Schubert
String Trio in B flat, D471
J. F. Brown
String Trio
Françaix
String Trio
Fauré
Piano Quartet No.2 in G minor, Op.45
Leopold String Trio [Marianne Thorsen (violin), Lawrence Power (viola) & Kate Gould (cello)]
Pascal Rogé (piano)
Reviewed by: Richard Whitehouse
Reviewed: 24 November, 2005
Venue: Wigmore Hall, London
The second of the Leopold String Trio’s welcome new series, continuing in March, focussing on the music written for, and featuring, its respective medium brought out the expressive range of this difficult combination – not least the impressive String Trio (1996) by James Francis Brown. In two movements, the first is an intensive Allegro, whose alternately energetic and lyrical themes are not so much developed than intensified in this compressed two-part structure. The Variations that follow derive from an unassuming idea given at the outset, and duly functions both as a self-contained movement and also as scherzo, slow movement (the brooding third variation) and finale; the theme evolving in an engaging fashion over what seems to be as much a series of abstract character-studies as a set of variations per se.

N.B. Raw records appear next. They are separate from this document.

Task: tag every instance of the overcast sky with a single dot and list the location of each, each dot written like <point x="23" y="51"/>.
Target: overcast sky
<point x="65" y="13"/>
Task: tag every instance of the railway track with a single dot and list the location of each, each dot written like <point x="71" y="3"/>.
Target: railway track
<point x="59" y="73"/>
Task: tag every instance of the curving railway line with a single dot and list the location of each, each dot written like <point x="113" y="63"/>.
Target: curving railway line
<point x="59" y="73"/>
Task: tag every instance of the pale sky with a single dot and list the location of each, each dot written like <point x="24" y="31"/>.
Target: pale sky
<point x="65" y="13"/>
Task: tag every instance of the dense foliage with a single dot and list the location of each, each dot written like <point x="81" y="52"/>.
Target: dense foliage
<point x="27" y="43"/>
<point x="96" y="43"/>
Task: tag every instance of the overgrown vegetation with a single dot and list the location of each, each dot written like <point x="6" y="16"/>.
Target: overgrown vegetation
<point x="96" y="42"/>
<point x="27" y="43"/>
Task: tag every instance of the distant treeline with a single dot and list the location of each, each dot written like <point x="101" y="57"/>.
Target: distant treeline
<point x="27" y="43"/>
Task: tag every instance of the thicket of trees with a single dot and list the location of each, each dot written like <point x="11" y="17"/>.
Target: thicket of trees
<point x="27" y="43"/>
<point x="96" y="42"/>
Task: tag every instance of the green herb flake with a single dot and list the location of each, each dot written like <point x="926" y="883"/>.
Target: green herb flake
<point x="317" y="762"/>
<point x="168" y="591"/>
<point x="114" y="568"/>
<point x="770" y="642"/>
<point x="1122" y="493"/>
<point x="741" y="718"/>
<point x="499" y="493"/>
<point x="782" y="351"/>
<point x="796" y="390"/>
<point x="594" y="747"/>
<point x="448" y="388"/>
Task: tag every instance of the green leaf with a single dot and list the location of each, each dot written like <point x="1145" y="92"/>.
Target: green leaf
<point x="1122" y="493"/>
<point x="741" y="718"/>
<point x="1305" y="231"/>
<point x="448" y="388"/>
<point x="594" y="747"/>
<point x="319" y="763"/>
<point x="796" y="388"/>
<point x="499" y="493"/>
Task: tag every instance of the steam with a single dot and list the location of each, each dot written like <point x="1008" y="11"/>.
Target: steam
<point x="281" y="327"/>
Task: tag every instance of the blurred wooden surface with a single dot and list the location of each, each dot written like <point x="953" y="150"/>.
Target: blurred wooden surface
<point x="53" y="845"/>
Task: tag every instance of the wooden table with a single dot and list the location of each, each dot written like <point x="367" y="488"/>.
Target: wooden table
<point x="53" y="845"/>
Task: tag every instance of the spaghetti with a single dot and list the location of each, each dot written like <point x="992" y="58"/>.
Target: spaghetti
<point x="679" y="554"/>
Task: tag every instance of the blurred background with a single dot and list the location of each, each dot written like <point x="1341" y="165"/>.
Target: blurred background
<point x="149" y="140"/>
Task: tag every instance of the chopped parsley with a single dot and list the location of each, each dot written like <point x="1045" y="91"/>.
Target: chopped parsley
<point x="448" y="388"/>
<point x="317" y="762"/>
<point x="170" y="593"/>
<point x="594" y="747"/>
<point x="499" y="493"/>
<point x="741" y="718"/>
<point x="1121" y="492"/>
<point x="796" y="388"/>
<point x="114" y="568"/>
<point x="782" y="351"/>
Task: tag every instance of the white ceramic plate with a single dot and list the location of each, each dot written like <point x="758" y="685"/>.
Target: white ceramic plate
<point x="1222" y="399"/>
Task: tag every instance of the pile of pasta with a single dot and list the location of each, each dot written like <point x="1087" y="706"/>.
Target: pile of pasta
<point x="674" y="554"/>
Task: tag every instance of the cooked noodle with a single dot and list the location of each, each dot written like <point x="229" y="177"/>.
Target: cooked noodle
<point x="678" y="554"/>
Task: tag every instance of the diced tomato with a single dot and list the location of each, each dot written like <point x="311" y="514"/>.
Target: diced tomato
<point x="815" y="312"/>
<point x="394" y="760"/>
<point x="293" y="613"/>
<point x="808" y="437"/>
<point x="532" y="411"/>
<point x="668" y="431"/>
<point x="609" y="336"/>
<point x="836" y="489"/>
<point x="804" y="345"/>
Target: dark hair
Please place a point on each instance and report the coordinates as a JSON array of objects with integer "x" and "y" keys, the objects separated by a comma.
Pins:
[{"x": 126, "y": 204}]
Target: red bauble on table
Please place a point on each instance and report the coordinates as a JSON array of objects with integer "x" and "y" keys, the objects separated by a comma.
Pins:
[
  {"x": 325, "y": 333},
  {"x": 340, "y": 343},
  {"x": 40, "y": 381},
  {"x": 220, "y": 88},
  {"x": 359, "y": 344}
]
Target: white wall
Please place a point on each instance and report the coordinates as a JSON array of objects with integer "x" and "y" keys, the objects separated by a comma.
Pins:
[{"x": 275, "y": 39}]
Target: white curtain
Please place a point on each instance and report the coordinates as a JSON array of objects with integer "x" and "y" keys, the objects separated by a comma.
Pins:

The piece received a confident rendering from the Leopold Trio (who gave the premiere almost a decade ago), emphasising its range of expressive nuance as well as its thoughtful approach to long-range tonal connections which Brown has pursued in a sequence of finely-honed chamber works (not least the Violin Sonata, heard on the South Bank in 2003). It is music written very much with the string trio formation in mind – and, in a medium hardly cluttered with masterpieces, can fairly hold its own.
On this occasion, it was preceded by the mellifluous and understated Allegro which was all Schubert completed of his 1816 attempt, and followed by the String Trio that the 21-year-old Jean Françaix composed 117 years later. A composer whose name might almost have persuaded him to adopt his trademark urbanity, Françaix displays a keen wit in the brief but scintillating first movement and the queasy harmonic side-slips of the scherzo. The songful Andante is a gem, and if the finale feels at all undecided as to its true seriousness, the composer solves the problem with a coda that does not so much conclude matters as dismiss them out of hand – something well realised in this performance.
There could hardly be stronger contrast than with the Second Piano Quartet (1886) in which Fauré announced the arrival of his creative maturity. Unlike its predecessor, which can sound as if four distinct pieces are in search of a unifying form, Piano Quartet No.2 forms a coherent entity from start to finish – the first movement unfolding a powerful argument between conflicting keys (and hence emotions) which is intensified in the untypically harsh scherzo, then transcended in an Adagio whose ruminative regret underlies one of Fauré’s most perfect creations. Unlike in so much French chamber music of the period, the finale proves to be no mere rounding-off but a movement which sees the underlying tonal trajectory through to its satisfying and – in this instance – uninhibited culmination.
The playing of the Leopold Trio was everything one could wish for in ensemble unanimity and a grasp of the dark undercurrent that is the work’s most tangible quality. It helped to have a pianist of the calibre of Pascal Rogé, unsurpassed among current exponents of this repertoire – and one whose dovetailing into the often densely-woven string counterpoint was as skilful as was the impression of it being so effortless. A memorable performance – rounded off by a repeat (at least for those who were present the previous night) of the insouciant scherzo from the C minor Piano Quartet, and a persuasive conclusion to this first instalment of the Leopold’s odyssey through the highways and byways of the string trio.